My passion for mobile technology has been going on for 26 years. Which means that I have inevitably contributed to digital waste by buying and selling mobile devices. Last week, I tested a smartphone designed to counter these behaviors. Come again? Thanks to modular hardware repairs and one of the longest software support policies I’ve ever seen.
The new phone takes up the iconic modular design of the previous Fairphone models. The idea is that there is a basic framework from which it is possible to assemble modules. It is equipped with :
- Of a Qualcomm 5G processor
- A RAM of 8 GB
- An internal storage space of 256 GB with a microSD card slot supporting up to 2 TB
- With an IP55 dust and water resistance rating
- A removable 4,200 mAh battery
- Of a triple camera system powered by sensors manufactured by Sony.
Not so bad for a gadget that wants to be environmentally friendly.
The advantage of longevity
Sustainable development, as with previous models, is the key to the new Fairphone 5, with recycled materials from fair trade mining and a trade-in program for your old smartphone.
By all accounts, the Fairphone 5 is an excellent mid-range smartphone, but its strength lies in its longevity. Fairphone offers a five-year warranty and promises at least five years of major updates to the Android operating system, with a goal of 8 to 10 years of software support. And if you want to replace one of the ten modular parts, you just need to use a screwdriver to do it without fear of interfering with the operation of the device.
Fortunately, when I took the Fairphone 5 out of its box, I was immediately impressed by its foolproof solidity, its beautiful light blue color, its curved metal edges, its matte plastic back, its side power/fingerprint sensor button and its overall appearance. I loaded it and turned it on to discover a beautiful 6.46-inch OLED screen, capable of a refresh rate of 90 Hz.
The Fairphone 5 supports an eSIM card
The back cover is removable and reveals a large replaceable battery that can be recharged via a 30W charger, a microSD card slot and a SIM card slot. The rear panel snaps securely in several places of the device, which allows it to reach the IP55 standard for water resistance. The Fairphone 5 also supports an eSIM card.
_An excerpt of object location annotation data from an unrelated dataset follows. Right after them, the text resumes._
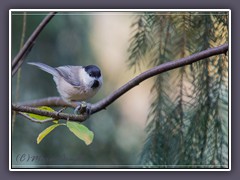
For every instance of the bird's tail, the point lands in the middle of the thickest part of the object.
(45, 67)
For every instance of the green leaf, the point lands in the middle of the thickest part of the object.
(39, 117)
(81, 131)
(46, 132)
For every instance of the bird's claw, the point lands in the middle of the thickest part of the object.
(83, 109)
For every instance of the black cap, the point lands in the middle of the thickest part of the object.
(93, 71)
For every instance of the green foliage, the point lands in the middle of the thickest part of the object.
(188, 118)
(39, 117)
(79, 130)
(46, 131)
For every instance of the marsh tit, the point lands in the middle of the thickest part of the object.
(74, 83)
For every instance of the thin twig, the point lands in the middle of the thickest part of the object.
(129, 85)
(55, 114)
(19, 58)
Here is what is included in the package. Matthew Miller/ZDNET
The Qualcomm QCM6490 processor supports 5G networks and Wi-Fi 6E and is mainly intended for IoT solutions such as rugged tablets. During my tests, the chip proved its ability to do the job for communications, applications and some games.
However, when I tested the phone with a Verizon SIM card (editor’s note. american telecommunications operator), I was unable to establish a cellular connection. But a T-Mobile USA SIM card (editor’s note. other American telecommunications operator) worked well, and I was satisfied with the signal strength in all areas where I tested it. The download speeds were also powerful, ranging from 36 Mbps to 58 Mbps.
I also took many photos with the front and rear cameras, as the quality of the camera is usually neglected on cheaper phones. And unsurprisingly, on this front, the Fairphone 5 is nothing extraordinary.
ZDNET’s buying tips for the Fairphone 5
Overall, the Fairphone 5 is beautiful, efficient and positioned as a competitive mid-range smartphone with a suggested retail price of € 699. This price is higher than that of other mid-range Android smartphones. But if you consider that this is the only smartphone that you will need for at least the next five years and that you are helping the planet, it is much easier to justify the price.
Apple, Samsung and Google offer a few years of software updates with the latest smartphones, but each company continues to sell new models every year and even offers promotions to encourage consumers to make annual updates. This is not a good thing for the environment or for the people who work to obtain the materials necessary to make these phones.
Fairphone gives consumers the opportunity to take action and contribute to the reduction of waste, while showing that having the latest fashionable smartphone is not sustainable in the long term. The question now is whether you will buy one.